The finger-pointing came to a head for the Arizona Cardinals on Sunday, and coach Steve Wilks finally went to rookie Josh Rosen to try to stop the bleeding. But the quarterback isn’t the problem.
After watching as the Cardinals traded up to the No. 10 pick in the 2018 NFL Draft to take him, Rosen had to sit on the pine and watch as his team was outscored 58-6 the first two weeks of the season. Big-money free agent acquisition Sam Bradford helmed a hapless offense unable to put together any more than one successful drive at a time.
Until the fourth quarter on Sunday.
With 4:31 left in the game, after Bradford’s third turnover of the afternoon, Rosen began warming up on the sideline. Suddenly, the Rosen Era had begun in Glendale.
A Bears three-and-out gave Rosen and the Cardinals the ball with one final chance to win the game. Things ran smoothly for all of three or four plays before the real problem in Arizona crept up, and it had nothing to do with Bradford or Rosen.

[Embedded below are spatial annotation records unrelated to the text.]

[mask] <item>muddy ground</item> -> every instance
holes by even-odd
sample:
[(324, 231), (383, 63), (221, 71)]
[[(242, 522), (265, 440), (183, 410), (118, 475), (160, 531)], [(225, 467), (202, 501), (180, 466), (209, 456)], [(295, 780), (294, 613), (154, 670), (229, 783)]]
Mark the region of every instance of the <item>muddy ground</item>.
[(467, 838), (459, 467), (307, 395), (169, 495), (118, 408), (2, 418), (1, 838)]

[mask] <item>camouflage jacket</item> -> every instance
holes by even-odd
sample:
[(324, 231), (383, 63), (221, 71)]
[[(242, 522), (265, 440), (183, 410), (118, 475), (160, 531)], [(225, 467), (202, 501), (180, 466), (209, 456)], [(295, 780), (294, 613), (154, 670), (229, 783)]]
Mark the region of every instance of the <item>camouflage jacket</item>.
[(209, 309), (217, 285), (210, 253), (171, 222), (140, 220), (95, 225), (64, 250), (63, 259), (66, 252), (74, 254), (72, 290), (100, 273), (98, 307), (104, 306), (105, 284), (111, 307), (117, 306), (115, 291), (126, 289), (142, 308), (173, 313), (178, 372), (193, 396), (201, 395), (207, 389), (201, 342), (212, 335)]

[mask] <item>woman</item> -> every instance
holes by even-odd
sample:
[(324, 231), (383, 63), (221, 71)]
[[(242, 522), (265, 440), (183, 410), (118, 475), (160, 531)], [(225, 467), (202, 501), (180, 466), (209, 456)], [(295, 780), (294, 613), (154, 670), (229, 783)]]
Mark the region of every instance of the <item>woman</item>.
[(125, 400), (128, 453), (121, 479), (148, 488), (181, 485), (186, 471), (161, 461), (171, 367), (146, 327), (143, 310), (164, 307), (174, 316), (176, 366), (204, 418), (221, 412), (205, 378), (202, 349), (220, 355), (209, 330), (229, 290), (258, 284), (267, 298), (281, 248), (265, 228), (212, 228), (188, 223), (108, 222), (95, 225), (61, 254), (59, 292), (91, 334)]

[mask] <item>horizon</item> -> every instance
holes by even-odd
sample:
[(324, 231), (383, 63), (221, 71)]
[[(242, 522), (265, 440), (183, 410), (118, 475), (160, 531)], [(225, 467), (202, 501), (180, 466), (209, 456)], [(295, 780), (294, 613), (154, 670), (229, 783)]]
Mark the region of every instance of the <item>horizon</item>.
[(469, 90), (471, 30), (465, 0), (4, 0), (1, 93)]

Facing a third-and-3 just past midfield, offensive coordinator Mike McCoy, brought in to rebuild the offense opposite the defensive-minded Wilks, called up an outside run for rookie backup running back Chase Edmonds that lost two yards. The game ended on the next play, when the Bears pressured Rosen into a bad throw downfield, which was then intercepted by Chicago’s Bryce Callahan.
It’s inexcusable for a team with David Johnson, to whom they just gave a $30 million new deal, to call a run for someone like Edmonds against the Bears’ defense with the game on the line.
Rosen will be in just as bad a situation as he was in Week 3, staring down a deficit with Chicago linemen in his face every play, as long as McCoy keeps up his confounding playcalling.
Expect Wilks to give the usual “I’ll have to watch the film” line tonight before naming Rosen the new starter early next week. Rosen had the offense humming for a moment before that third-down failure, and looked more comfortable than Bradford did over nearly three entire games.
The positive Arizona can take from the contest is their first quarter success, which came as a result of getting its offensive skill-position athletes open. The team had two passing scores over 20 yards in the first but did not score the rest of the game.
It’s tough to imagine the Cardinals beating Seattle next week at home, but putting Rosen on the field and trying to get Johnson more involved were stepping stones for the new coaching regime.
The next stone to step upon may just have to be moving on from McCoy, before he threatens Rosen’s first season even further.